Introduction
Semantic domain
Semantic domain [passive] / the meaning and use of what is put in, taken in, or operated on by any process or system.
What is Data semantics?
Data semantics is the study of the meaning and use of specific pieces of data in computer programming and other areas that employ data. When studying a language, semantics refers to what individual words mean and what they mean when put together to form phrases or sentences. Data semantics focuses on how a data object represents a concept or object in the real world.
What is Decentralised semantics?
Decentralised semantics is a term that describes the separation of semantic (“definitional”) and pragmatic (“contextual”) tasks into task-specific objects that, when combined, provide a digital representation of a complex object.
In data processing, metadata is definitional data that provides information about or documentation of other data managed within an application or environment. Contextual data is the background information that provides a broader understanding of an event, person, or item.
Figure 1. Decentralised semantics. A complex digital object shown as an amalgamation of task-specific objects.
In the domain of decentralised semantics, task-specific objects are called "Overlays". They provide layers of definitional or contextual information to a stable base object called a “Capture Base”.
Decentralised semantics requires the provision of deterministic object identifiers. An object is deemed deterministic if any operation’s result and final state depend solely on the initial state and the operation’s arguments. Object identifiers must be resolvable via the object's digest to be deemed deterministic.
Why decentralise semantics?
Working across governance boundaries is tricky because there is no common language of communication between digital ecosystems . How can we hope to understand one another when we speak different languages? Add to that the complexities of language evolution and diverse governance frameworks; maintaining proper context is challenging in the current digital landscape.
The primary objective of decentralised semantics is "data harmonisation", which refers to all efforts to combine data from different sources and provide users with an equivalent view of data from various studies. This objective involves the morphologic ("structural"), semantic ("definitional"), and pragmatic ("contextual") harmonisation of digital objects for a common purpose. It also provides an opportunity to structure unstructured data while offering a long-term solution for data language unification within and across distributed data ecosystems. Pending successful data harmonisation within a distributed data ecosystem, content provided by “overlays” underpins structured search queries for improved insights and analytics.

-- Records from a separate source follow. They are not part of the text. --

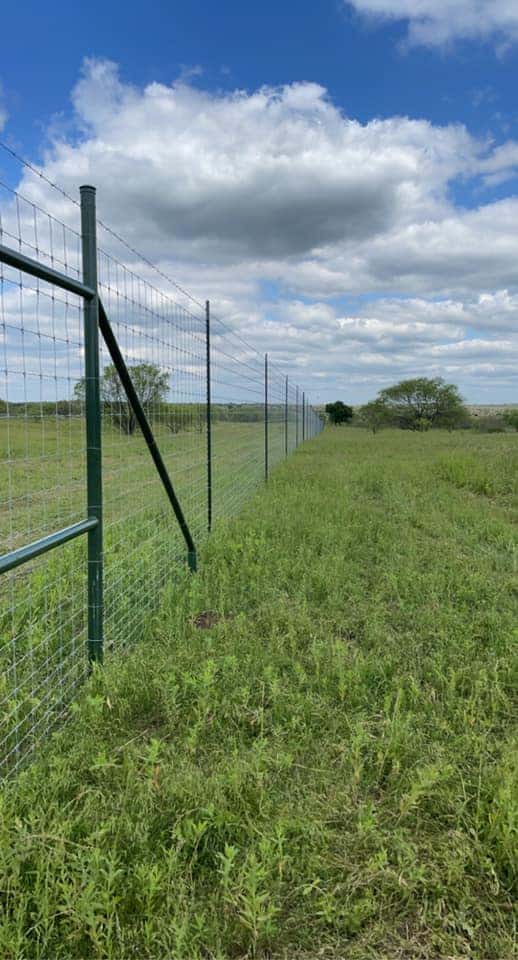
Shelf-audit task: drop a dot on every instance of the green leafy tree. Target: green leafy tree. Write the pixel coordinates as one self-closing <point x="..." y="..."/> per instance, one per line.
<point x="339" y="412"/>
<point x="421" y="403"/>
<point x="510" y="418"/>
<point x="150" y="382"/>
<point x="375" y="415"/>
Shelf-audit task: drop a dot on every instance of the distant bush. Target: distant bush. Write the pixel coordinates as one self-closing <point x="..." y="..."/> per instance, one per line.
<point x="510" y="418"/>
<point x="491" y="423"/>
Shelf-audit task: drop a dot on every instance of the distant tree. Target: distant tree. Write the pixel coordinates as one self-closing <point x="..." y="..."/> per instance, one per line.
<point x="151" y="384"/>
<point x="375" y="415"/>
<point x="339" y="412"/>
<point x="510" y="418"/>
<point x="421" y="403"/>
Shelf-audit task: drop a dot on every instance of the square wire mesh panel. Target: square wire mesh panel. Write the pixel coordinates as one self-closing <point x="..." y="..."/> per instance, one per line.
<point x="42" y="479"/>
<point x="163" y="345"/>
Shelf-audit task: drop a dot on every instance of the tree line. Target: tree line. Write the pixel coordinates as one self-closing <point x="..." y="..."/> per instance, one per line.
<point x="417" y="404"/>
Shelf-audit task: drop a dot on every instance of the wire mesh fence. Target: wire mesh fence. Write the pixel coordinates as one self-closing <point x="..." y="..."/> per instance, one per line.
<point x="220" y="414"/>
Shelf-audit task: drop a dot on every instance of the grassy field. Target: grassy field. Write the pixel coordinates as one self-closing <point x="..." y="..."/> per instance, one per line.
<point x="312" y="752"/>
<point x="43" y="489"/>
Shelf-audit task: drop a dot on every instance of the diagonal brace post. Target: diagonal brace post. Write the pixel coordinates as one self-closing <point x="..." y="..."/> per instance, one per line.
<point x="143" y="422"/>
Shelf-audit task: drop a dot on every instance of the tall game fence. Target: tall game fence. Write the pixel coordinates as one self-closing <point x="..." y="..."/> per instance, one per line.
<point x="131" y="421"/>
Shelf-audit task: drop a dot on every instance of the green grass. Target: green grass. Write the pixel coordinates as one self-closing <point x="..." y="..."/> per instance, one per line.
<point x="42" y="489"/>
<point x="331" y="769"/>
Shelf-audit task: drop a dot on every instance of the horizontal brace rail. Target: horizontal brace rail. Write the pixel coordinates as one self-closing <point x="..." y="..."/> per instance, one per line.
<point x="20" y="262"/>
<point x="125" y="378"/>
<point x="14" y="559"/>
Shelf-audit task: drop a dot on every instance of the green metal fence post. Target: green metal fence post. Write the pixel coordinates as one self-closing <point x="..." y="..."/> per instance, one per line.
<point x="296" y="417"/>
<point x="286" y="420"/>
<point x="266" y="416"/>
<point x="93" y="427"/>
<point x="209" y="420"/>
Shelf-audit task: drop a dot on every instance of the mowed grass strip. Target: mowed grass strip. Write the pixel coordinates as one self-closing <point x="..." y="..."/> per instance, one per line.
<point x="313" y="751"/>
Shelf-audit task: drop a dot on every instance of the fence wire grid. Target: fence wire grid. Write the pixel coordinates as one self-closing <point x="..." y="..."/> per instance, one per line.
<point x="173" y="351"/>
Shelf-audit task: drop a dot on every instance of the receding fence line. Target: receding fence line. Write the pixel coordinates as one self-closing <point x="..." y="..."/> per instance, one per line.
<point x="216" y="382"/>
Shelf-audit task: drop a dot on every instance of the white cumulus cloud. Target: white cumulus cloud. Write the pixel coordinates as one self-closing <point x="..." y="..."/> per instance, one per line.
<point x="281" y="209"/>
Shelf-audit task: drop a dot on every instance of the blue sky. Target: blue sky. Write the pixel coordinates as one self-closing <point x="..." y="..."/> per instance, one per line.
<point x="420" y="279"/>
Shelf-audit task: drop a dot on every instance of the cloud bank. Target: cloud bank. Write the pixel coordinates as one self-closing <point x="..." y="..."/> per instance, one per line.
<point x="281" y="209"/>
<point x="438" y="22"/>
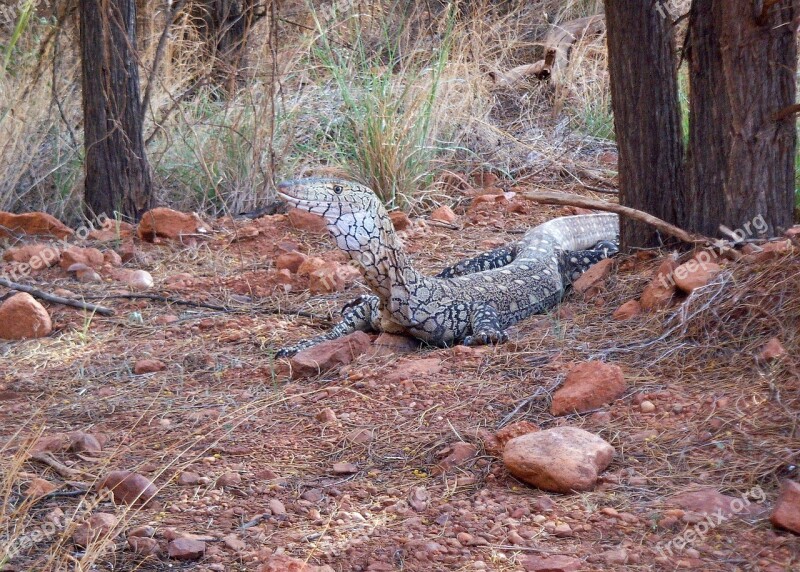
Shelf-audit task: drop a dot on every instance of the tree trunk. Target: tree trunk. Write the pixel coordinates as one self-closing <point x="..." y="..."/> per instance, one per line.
<point x="117" y="173"/>
<point x="647" y="120"/>
<point x="743" y="62"/>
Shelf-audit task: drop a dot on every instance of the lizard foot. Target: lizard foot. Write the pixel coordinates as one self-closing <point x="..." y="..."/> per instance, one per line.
<point x="486" y="337"/>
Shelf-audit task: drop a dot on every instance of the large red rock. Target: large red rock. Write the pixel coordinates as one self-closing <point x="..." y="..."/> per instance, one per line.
<point x="90" y="257"/>
<point x="329" y="355"/>
<point x="588" y="386"/>
<point x="695" y="274"/>
<point x="561" y="459"/>
<point x="127" y="487"/>
<point x="283" y="563"/>
<point x="786" y="513"/>
<point x="22" y="317"/>
<point x="32" y="223"/>
<point x="167" y="223"/>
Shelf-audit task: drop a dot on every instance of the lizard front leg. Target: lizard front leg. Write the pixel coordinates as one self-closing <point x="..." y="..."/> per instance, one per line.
<point x="362" y="314"/>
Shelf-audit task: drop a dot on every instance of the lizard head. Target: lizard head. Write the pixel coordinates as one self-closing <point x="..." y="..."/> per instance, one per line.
<point x="353" y="212"/>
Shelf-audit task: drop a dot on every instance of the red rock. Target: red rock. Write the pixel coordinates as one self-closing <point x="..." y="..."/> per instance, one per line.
<point x="344" y="468"/>
<point x="786" y="513"/>
<point x="328" y="355"/>
<point x="327" y="415"/>
<point x="186" y="549"/>
<point x="167" y="223"/>
<point x="111" y="257"/>
<point x="561" y="459"/>
<point x="514" y="430"/>
<point x="229" y="480"/>
<point x="188" y="478"/>
<point x="710" y="501"/>
<point x="554" y="563"/>
<point x="458" y="454"/>
<point x="304" y="220"/>
<point x="39" y="487"/>
<point x="444" y="214"/>
<point x="32" y="223"/>
<point x="22" y="317"/>
<point x="594" y="277"/>
<point x="81" y="442"/>
<point x="290" y="261"/>
<point x="143" y="366"/>
<point x="38" y="255"/>
<point x="772" y="351"/>
<point x="282" y="563"/>
<point x="628" y="310"/>
<point x="127" y="487"/>
<point x="695" y="274"/>
<point x="387" y="344"/>
<point x="91" y="257"/>
<point x="97" y="527"/>
<point x="414" y="369"/>
<point x="588" y="386"/>
<point x="400" y="220"/>
<point x="144" y="546"/>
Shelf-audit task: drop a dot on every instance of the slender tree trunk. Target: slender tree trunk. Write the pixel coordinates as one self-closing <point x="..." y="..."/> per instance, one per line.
<point x="743" y="62"/>
<point x="647" y="120"/>
<point x="117" y="172"/>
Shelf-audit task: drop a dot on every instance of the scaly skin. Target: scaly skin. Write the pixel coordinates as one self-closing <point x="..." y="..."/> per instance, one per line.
<point x="472" y="302"/>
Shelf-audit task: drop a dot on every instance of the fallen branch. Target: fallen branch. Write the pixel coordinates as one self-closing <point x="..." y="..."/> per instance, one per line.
<point x="56" y="299"/>
<point x="566" y="199"/>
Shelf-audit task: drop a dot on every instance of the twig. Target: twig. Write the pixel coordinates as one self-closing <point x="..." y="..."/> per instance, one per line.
<point x="181" y="302"/>
<point x="567" y="199"/>
<point x="57" y="299"/>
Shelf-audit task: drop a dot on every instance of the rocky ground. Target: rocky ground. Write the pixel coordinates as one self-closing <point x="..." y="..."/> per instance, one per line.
<point x="649" y="423"/>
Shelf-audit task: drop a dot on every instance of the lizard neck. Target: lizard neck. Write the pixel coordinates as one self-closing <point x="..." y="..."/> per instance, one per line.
<point x="369" y="239"/>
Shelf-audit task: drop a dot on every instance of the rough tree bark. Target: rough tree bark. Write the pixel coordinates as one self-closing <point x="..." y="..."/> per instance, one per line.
<point x="116" y="168"/>
<point x="743" y="61"/>
<point x="647" y="120"/>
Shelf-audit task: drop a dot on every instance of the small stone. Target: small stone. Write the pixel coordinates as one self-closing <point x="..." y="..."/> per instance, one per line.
<point x="127" y="487"/>
<point x="329" y="355"/>
<point x="234" y="542"/>
<point x="229" y="480"/>
<point x="186" y="549"/>
<point x="773" y="350"/>
<point x="140" y="280"/>
<point x="444" y="214"/>
<point x="277" y="507"/>
<point x="344" y="468"/>
<point x="39" y="487"/>
<point x="290" y="261"/>
<point x="144" y="546"/>
<point x="588" y="386"/>
<point x="96" y="527"/>
<point x="144" y="366"/>
<point x="561" y="459"/>
<point x="647" y="406"/>
<point x="628" y="310"/>
<point x="326" y="415"/>
<point x="188" y="478"/>
<point x="22" y="317"/>
<point x="786" y="513"/>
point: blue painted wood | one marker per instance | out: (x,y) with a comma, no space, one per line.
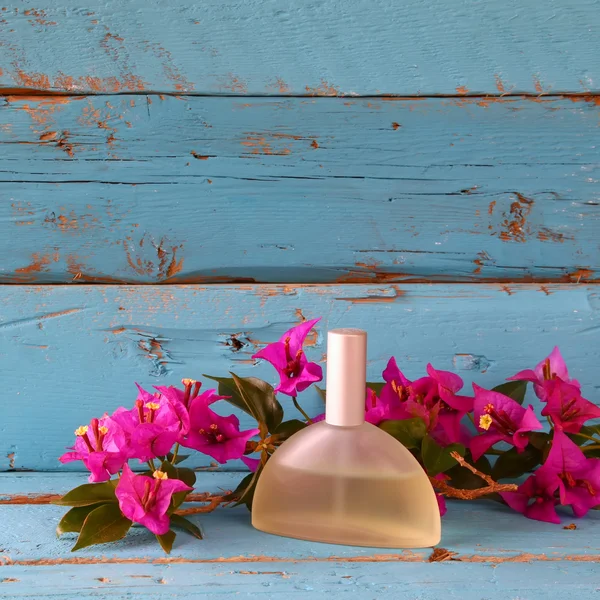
(482,531)
(314,581)
(286,47)
(69,353)
(144,189)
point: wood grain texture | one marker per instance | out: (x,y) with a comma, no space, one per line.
(548,581)
(326,47)
(493,553)
(179,189)
(477,532)
(75,351)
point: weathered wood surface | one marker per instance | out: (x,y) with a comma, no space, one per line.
(179,189)
(69,353)
(493,554)
(327,47)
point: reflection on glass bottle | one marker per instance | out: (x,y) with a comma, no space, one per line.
(344,481)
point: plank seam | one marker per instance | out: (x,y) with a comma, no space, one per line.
(407,557)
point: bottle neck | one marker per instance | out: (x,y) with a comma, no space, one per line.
(346,377)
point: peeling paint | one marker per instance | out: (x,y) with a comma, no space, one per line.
(323,89)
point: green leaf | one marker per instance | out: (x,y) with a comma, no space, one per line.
(539,439)
(376,386)
(254,396)
(463,478)
(183,474)
(89,493)
(591,429)
(436,458)
(166,540)
(183,523)
(104,524)
(512,464)
(513,389)
(244,493)
(322,393)
(288,428)
(180,457)
(260,395)
(73,520)
(409,432)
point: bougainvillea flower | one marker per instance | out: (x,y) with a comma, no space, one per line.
(433,398)
(452,406)
(217,436)
(191,387)
(566,406)
(577,477)
(534,500)
(153,425)
(288,358)
(376,411)
(395,392)
(146,500)
(500,418)
(550,368)
(99,446)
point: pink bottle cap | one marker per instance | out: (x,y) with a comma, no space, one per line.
(346,377)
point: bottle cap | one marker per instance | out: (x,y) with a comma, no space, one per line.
(346,377)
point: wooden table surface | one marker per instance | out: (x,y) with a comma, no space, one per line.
(428,171)
(492,553)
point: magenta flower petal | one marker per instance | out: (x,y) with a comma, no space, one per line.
(289,360)
(534,501)
(154,425)
(214,435)
(146,500)
(550,368)
(566,406)
(577,477)
(501,418)
(100,447)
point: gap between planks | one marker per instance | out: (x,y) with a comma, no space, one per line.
(405,557)
(588,96)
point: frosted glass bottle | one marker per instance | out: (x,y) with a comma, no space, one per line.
(345,481)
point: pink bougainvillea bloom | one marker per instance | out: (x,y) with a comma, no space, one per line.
(376,410)
(288,358)
(99,446)
(550,368)
(433,398)
(395,392)
(212,434)
(452,406)
(191,387)
(534,500)
(566,406)
(576,477)
(146,500)
(152,427)
(500,418)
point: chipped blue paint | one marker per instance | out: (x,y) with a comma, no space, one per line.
(462,190)
(494,554)
(287,47)
(75,351)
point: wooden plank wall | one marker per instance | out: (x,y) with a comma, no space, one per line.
(177,175)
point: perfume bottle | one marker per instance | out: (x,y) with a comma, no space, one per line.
(345,481)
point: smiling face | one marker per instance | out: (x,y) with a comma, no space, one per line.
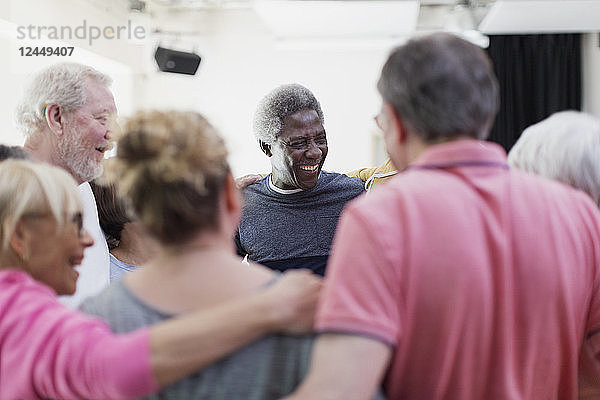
(54,251)
(87,133)
(299,152)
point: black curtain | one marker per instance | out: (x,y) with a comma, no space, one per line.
(538,75)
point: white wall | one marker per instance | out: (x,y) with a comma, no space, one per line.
(591,73)
(242,61)
(16,70)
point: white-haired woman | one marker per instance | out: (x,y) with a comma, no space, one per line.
(50,351)
(566,147)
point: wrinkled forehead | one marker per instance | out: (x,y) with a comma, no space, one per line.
(98,98)
(305,119)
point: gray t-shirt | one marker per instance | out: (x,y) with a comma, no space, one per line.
(269,368)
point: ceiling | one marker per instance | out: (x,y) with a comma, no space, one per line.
(393,17)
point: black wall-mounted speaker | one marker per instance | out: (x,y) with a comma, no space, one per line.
(178,62)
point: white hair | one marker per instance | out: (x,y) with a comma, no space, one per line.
(28,187)
(564,147)
(282,101)
(62,84)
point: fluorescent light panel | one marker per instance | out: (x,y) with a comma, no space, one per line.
(537,16)
(307,18)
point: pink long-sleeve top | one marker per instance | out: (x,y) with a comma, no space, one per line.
(50,351)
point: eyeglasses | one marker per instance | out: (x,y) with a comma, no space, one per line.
(304,143)
(76,219)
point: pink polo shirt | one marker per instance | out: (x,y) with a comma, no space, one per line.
(484,280)
(50,351)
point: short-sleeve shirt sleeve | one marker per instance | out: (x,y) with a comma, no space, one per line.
(361,294)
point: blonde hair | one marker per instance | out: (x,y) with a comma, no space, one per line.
(171,166)
(27,187)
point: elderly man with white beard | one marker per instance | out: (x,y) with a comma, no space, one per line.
(67,115)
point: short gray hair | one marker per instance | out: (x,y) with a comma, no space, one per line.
(278,104)
(62,84)
(564,147)
(442,87)
(28,187)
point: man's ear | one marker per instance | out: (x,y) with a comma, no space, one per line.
(54,118)
(397,127)
(266,148)
(233,201)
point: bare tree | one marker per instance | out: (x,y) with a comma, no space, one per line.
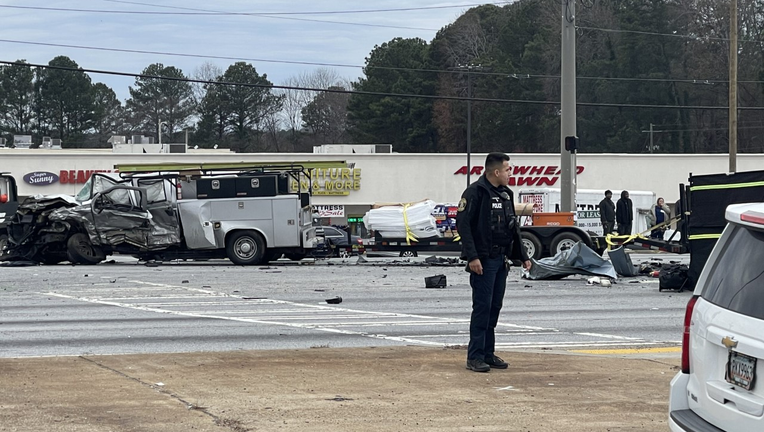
(294,101)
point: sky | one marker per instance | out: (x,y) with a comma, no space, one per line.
(296,31)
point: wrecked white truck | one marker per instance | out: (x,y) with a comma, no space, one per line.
(245,214)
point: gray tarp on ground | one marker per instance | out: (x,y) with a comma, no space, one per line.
(577,260)
(622,262)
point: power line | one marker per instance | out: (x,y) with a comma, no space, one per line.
(336,12)
(676,35)
(518,76)
(369,93)
(216,14)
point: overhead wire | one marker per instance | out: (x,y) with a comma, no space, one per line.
(518,76)
(39,8)
(335,12)
(676,35)
(370,93)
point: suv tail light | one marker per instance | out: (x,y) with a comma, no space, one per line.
(686,335)
(752,216)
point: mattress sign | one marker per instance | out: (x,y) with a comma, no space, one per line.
(330,210)
(41,178)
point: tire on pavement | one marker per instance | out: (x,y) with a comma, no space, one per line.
(295,256)
(564,240)
(532,245)
(245,248)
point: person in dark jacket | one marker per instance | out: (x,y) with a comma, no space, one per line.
(490,235)
(624,214)
(607,213)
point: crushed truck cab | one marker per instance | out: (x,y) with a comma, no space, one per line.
(244,213)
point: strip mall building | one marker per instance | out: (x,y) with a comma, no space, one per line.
(388,177)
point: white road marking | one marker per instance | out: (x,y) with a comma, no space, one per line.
(204,303)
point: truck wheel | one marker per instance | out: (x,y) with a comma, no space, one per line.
(532,245)
(564,241)
(271,255)
(295,256)
(245,248)
(81,251)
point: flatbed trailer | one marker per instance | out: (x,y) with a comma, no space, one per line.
(539,242)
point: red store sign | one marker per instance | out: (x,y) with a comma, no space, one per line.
(526,175)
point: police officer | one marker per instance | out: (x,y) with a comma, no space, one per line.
(490,238)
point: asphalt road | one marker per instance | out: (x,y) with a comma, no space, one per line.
(126,307)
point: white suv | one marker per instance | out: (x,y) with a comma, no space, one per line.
(723,339)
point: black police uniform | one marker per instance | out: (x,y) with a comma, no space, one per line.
(489,231)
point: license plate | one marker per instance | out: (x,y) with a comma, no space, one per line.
(741,370)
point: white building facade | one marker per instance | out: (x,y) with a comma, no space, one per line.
(390,177)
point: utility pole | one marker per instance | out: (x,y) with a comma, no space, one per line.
(469,69)
(469,124)
(160,135)
(733,87)
(568,105)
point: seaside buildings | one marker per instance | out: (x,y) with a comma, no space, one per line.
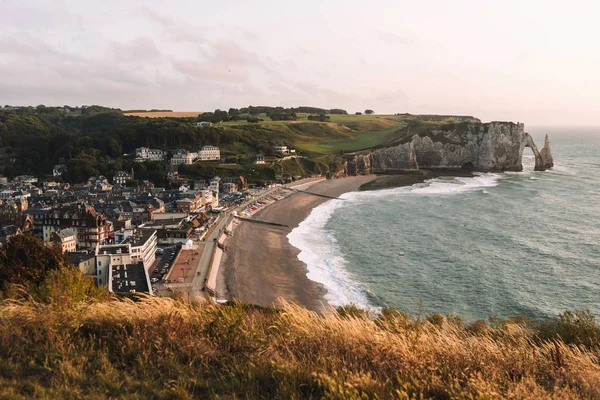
(65,239)
(210,153)
(122,177)
(140,247)
(90,227)
(183,157)
(146,154)
(281,150)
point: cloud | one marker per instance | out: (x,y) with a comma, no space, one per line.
(394,40)
(140,49)
(174,29)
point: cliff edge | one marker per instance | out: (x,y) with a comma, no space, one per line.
(493,146)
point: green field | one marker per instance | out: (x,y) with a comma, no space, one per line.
(359,141)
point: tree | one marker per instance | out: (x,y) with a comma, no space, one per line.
(26,261)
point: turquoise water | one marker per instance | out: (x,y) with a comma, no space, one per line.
(504,244)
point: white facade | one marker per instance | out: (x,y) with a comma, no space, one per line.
(214,184)
(203,124)
(146,154)
(121,177)
(130,251)
(210,153)
(281,149)
(183,157)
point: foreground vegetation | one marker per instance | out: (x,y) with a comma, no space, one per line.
(61,337)
(165,348)
(95,140)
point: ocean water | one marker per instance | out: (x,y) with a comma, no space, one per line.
(497,244)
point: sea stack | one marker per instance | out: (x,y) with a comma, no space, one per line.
(546,153)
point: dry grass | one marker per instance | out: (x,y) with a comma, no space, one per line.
(160,114)
(163,348)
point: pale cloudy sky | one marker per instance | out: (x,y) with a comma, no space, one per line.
(532,61)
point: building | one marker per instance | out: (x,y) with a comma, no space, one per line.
(122,177)
(91,227)
(65,239)
(146,154)
(202,124)
(215,183)
(229,187)
(189,205)
(84,261)
(183,157)
(140,247)
(129,278)
(26,179)
(281,150)
(210,153)
(58,169)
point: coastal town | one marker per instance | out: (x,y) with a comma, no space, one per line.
(132,236)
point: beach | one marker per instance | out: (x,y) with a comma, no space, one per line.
(260,266)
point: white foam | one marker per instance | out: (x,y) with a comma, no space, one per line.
(321,254)
(319,251)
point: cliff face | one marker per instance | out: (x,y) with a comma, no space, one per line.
(494,146)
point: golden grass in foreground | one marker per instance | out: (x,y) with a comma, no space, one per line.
(161,114)
(163,348)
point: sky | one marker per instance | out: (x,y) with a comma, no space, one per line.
(536,62)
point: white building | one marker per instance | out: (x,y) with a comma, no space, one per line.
(121,177)
(215,183)
(146,154)
(183,157)
(141,246)
(203,124)
(281,149)
(210,153)
(58,169)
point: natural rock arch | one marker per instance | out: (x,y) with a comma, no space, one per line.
(543,159)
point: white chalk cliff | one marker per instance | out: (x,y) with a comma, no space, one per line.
(494,146)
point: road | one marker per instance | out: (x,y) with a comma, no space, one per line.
(202,267)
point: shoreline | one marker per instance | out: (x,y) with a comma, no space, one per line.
(261,266)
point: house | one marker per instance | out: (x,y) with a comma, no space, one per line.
(210,153)
(183,157)
(281,150)
(199,184)
(215,183)
(26,179)
(146,154)
(129,278)
(229,187)
(240,181)
(65,239)
(121,177)
(140,247)
(91,227)
(84,261)
(201,124)
(59,169)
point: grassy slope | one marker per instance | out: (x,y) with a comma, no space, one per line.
(166,349)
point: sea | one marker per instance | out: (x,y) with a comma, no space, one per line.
(497,244)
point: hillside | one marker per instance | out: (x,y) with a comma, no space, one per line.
(95,140)
(168,349)
(63,337)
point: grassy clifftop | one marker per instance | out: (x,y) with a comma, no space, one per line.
(169,349)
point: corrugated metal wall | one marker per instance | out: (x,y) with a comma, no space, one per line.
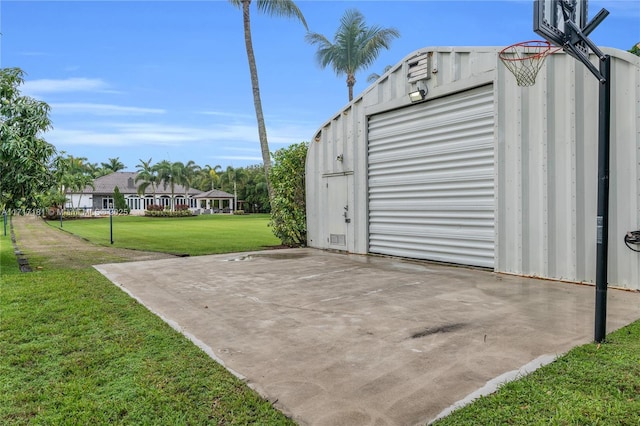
(547,180)
(431,180)
(545,149)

The key benefit of decentralised semantics is the "distributed custodianship" of task-specific objects (see Distributed custodianship of task-specific objects for more information on distributed custodianship) without compromising the objectual integrity of the overall semantic structure. Furthermore, object interoperability is essential in an agile data economy where multiple actors from various institutions participate in complex use cases, supply chains, and data flows supported by multi-stakeholder data governance administrations and frameworks. Decentralised semantics offers an evolutionary implementation for domain-driven design, an approach to software development that centres the development on programming a domain model with a rich understanding of the processes and rules of a domain.
What is Overlays Capture Architecture (OCA)?
Overlays Capture Architecture (OCA) is an explicit representation of task-specific objects that have deterministic relationships with other objects. These “Overlays” define individual semantic tasks, which, when combined, provide additional context to the object. An OCA bundle consists of a “Capture Base” and “Overlays”. The sum of its parts represents a contextually-rich schema.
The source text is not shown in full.